In [1]:
import pandas as pd
import numpy as np

In [35]:
pd.set_option('max_columns', None)

In [2]:
# Open listings data
boston_listings = pd.read_csv("boston_airbnb_data/listings.csv")
seattle_listings = pd.read_csv("seattle_airbnb_data/listings.csv")

In [3]:
# Quick explore of number of rows and columns of calendar data
print("Boston calendar data have {} columns and {} rows and Seattle calendar data have {} columns and {} rows".format(str(boston_listings.shape[1]),str(boston_listings.shape[0]),str(seattle_listings.shape[1]),str(seattle_listings.shape[0])))

Boston calendar data have 95 columns and 3585 rows and Seattle calendar data have 92 columns and 3818 rows


####  Compare both data frames to detect differences and be able to take decisions

In [17]:
# Columns and type for boston and seattle listings
boston_col_type = boston_listings.dtypes.to_dict()
seattle_col_type = seattle_listings.dtypes.to_dict()
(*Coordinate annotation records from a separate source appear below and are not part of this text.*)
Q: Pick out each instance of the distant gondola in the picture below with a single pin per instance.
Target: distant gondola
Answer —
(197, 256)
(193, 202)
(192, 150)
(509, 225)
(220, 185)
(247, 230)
# Compares columns and columns type to see if they are equivalent or there are differences between them

nonshared_columns = []
nonshared_types = {}

for boston_col, boston_type in boston_col_type.items():
    found_indicator = 0
    for seattle_col, seattle_type in seattle_col_type.items():
        if boston_col == seattle_col and boston_type == seattle_type:
            found_indicator = 1
            break
        elif boston_col == seattle_col and boston_type != seattle_type:
            nonshared_types[boston_col] = {"in_df_boston":boston_type,"in_df_seattle":seattle_type}
            found_indicator = 1
            break
    if found_indicator == 0:
        nonshared_columns.append(boston_col)
    
            

##### Explore non-shared columns

In [18]:
# Show columns that exist in boston df but not in seattle df
nonshared_columns

['access', 'interaction', 'house_rules']

In [29]:
boston_listings[['access', 'interaction', 'house_rules']].describe()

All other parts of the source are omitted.